Dei graffiti che offendono la fede cristiana, insieme ad altri che insultano gli Stati Uniti d’America, sono stati tracciati ieri con uno spray nero sul muro di cinta del monastero cattolico di Deir Rafat, pochi chilometri a ovest di Gerusalemme, in territorio israeliano.

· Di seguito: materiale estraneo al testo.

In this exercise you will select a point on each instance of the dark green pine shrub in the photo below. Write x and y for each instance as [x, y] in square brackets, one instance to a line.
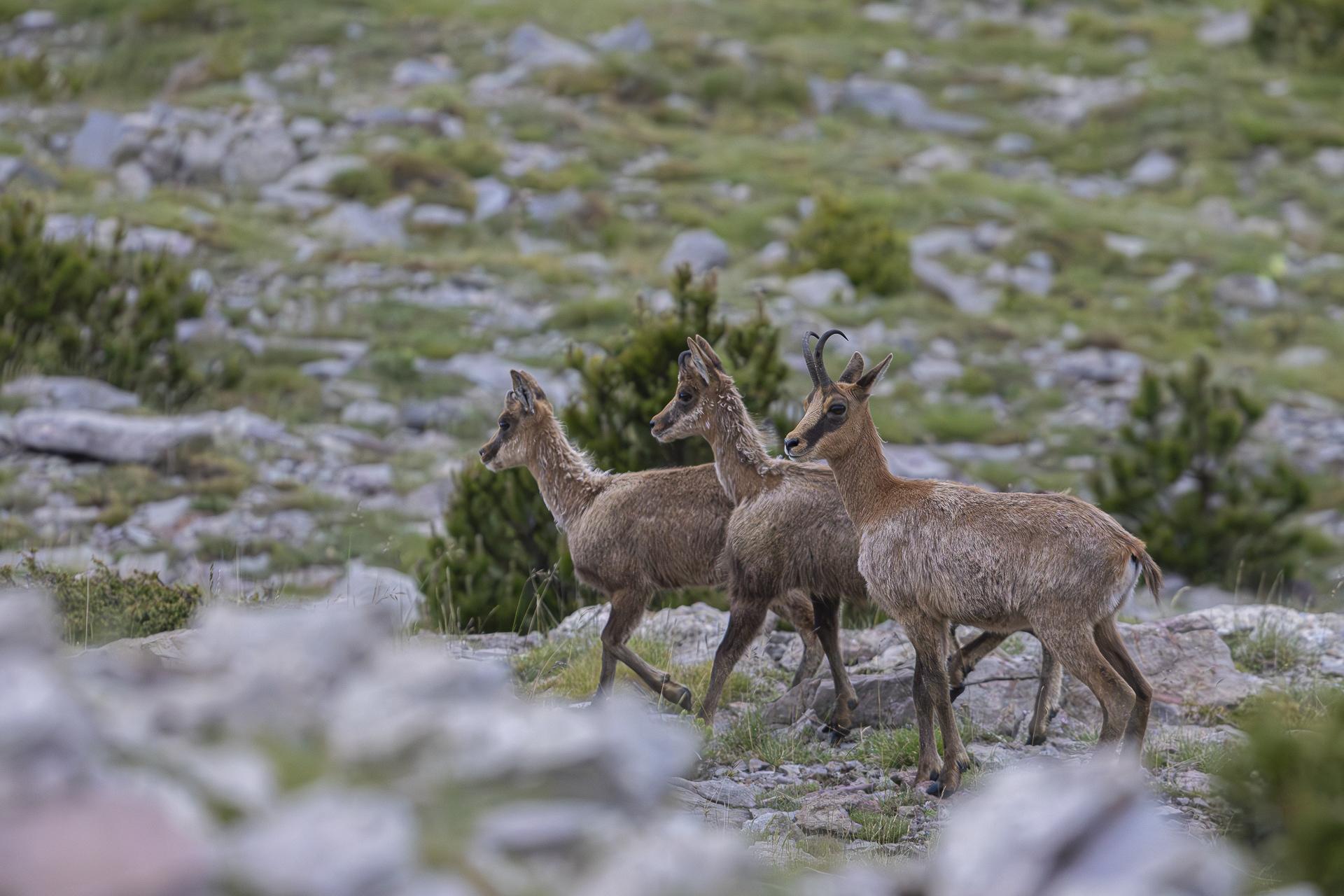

Il vandalismo sarebbe ancora una volta da attribuire ai coloni estremisti.
(Gerusalemme) – Dei graffiti che offendono la fede cristiana, insieme ad altri che insultano gli Stati Uniti d’America, sono stati tracciati ieri con uno spray nero sul muro di cinta del monastero cattolico di Deir Rafat, pochi chilometri a ovest di Gerusalemme.
Intorno all’una e trenta della notte tra il 31 marzo e il primo aprile, il santuario dedicato a Nostra Signora di Palestina è stato vandalizzato nel corso di uno degli attacchi della campagna «Il prezzo da pagare». Questo è quanto ritiene la polizia. Le indagini sono in corso.

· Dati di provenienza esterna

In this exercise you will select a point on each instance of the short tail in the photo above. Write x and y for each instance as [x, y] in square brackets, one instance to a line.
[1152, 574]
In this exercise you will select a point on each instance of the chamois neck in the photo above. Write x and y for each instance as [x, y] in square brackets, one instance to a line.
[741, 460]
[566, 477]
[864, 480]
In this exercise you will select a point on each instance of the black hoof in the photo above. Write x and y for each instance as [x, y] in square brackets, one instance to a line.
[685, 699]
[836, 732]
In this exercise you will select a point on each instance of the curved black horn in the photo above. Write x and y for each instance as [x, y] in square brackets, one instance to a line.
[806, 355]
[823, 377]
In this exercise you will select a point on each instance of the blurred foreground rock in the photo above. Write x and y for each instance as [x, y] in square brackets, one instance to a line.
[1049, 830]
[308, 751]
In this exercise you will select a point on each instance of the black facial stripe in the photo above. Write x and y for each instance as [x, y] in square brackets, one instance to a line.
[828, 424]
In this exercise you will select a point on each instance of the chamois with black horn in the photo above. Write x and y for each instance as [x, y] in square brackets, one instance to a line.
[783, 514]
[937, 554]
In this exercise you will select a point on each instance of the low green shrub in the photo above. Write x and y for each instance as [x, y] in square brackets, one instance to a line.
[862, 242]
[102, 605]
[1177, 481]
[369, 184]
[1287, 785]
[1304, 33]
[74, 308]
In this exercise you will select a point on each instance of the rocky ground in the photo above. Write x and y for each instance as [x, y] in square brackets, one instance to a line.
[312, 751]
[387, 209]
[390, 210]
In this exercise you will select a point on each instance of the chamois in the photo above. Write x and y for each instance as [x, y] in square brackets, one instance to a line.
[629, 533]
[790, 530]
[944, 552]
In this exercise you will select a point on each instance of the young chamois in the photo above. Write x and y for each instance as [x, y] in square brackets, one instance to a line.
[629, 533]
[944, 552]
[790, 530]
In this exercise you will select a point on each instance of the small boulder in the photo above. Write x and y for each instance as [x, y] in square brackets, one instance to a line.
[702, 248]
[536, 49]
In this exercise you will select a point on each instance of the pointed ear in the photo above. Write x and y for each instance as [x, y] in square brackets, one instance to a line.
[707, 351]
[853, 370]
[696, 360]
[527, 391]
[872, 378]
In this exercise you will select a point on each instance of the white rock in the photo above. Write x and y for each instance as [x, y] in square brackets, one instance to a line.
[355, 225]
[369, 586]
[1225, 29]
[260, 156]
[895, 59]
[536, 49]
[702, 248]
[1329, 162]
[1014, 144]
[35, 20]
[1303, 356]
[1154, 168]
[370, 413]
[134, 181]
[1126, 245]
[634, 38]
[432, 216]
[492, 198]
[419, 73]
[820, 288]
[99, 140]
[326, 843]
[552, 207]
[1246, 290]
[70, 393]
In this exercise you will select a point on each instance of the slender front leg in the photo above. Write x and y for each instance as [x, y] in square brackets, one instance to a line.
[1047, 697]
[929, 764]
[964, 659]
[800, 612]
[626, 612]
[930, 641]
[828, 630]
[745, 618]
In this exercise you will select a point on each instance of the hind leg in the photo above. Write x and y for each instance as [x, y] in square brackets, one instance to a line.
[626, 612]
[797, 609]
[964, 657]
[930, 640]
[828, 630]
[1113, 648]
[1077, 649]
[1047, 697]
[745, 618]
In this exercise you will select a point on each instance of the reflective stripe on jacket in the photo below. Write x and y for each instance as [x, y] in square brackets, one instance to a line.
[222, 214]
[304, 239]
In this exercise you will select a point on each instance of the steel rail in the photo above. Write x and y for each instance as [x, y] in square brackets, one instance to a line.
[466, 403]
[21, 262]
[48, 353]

Le due iscrizioni comparse sui muri del complesso monastico contengono messaggi ben distinti. Agli insulti blasfemi nei confronti di Gesù Cristo, s’è aggiunta la scritta «America = Germania nazista», da mettere forse in relazione con l’arrivo del segretario di Stato americano John Kerry, tornato nei giorni scorsi a Gerusalemme per discutere (con i leader politici israeliani e palestinesi) il rilancio dei negoziati di pace. Oltre ai graffiti, com’è consuetudine ormai, i vandali hanno squarciato le gomme di tre vetture e di un camion parcheggiati nelle vicinanze.

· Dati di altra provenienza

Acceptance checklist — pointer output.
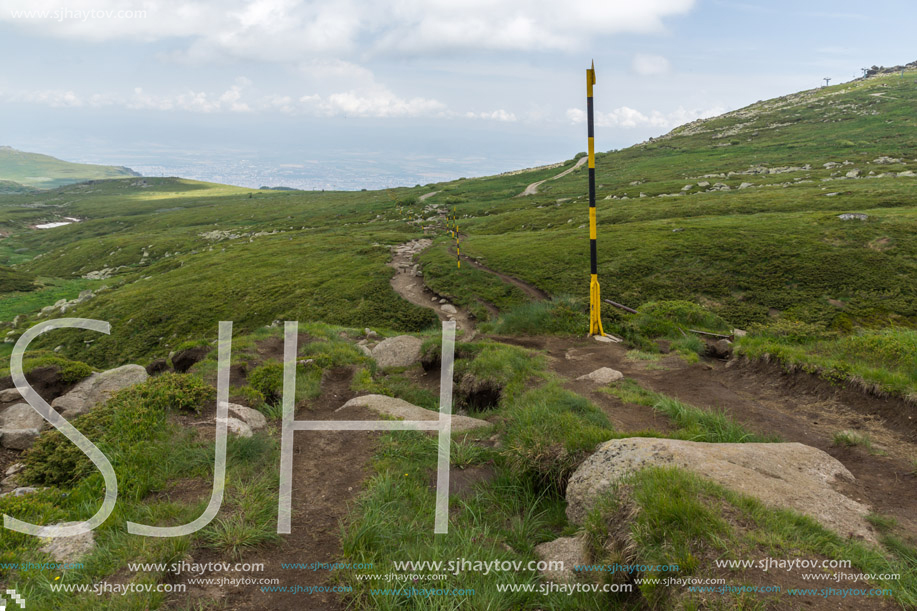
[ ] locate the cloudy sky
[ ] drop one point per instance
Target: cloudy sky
(436, 88)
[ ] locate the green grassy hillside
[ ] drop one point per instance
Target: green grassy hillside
(739, 213)
(20, 171)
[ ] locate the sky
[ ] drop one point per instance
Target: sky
(377, 93)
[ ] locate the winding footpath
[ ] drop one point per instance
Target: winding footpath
(532, 189)
(408, 283)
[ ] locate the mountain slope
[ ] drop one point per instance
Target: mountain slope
(739, 213)
(45, 172)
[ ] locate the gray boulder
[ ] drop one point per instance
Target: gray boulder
(252, 417)
(569, 550)
(237, 427)
(18, 439)
(602, 376)
(98, 388)
(9, 395)
(69, 549)
(785, 475)
(399, 351)
(21, 416)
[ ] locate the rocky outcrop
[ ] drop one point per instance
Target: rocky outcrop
(397, 408)
(602, 376)
(20, 426)
(571, 551)
(785, 475)
(69, 549)
(98, 388)
(399, 351)
(252, 417)
(237, 427)
(183, 360)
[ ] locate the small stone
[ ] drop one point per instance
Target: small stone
(18, 439)
(570, 551)
(22, 491)
(253, 418)
(9, 395)
(238, 428)
(69, 549)
(603, 375)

Nel pomeriggio di ieri il patriarca latino di Gerusalemme, mons. Fouad Twal, si è recato a Deir Rafat per constatare personalmente i danni e assicurare il suo sostegno ai tre religiosi Servi di Maria e alle dodici monache claustrali della Famiglia monastica di Betlemme, dell’Assunzione della Vergine Maria e di San Bruno, che animano il santuario.
«Ancora una volta – ha detto mons. Twal – condanniamo con fermezza questi atti. È un peccato che simili fatti avvengano a due mesi dall’arrivo del Papa. Così non si crea un’atmosfera di pace e si offre una cattiva immagine della situazione».
Nel recinto del monastero risiedono da oltre trent’anni anche due famiglie arabe. Rania, una giovane donna sulla trentina, racconta: «Attraverso le telecamere di sorveglianza ci siamo accorti che c’erano degli uomini mascherati, ma quando siamo usciti erano già scappati ed era inutile pensare di inseguirli». «È catastrofico – prosegue -. Abitiamo qui da tanti anni e non era mai successo nulla di simile. Ora abbiamo paura, soprattutto per i nostri bambini. Spero che la polizia arresti questa gente».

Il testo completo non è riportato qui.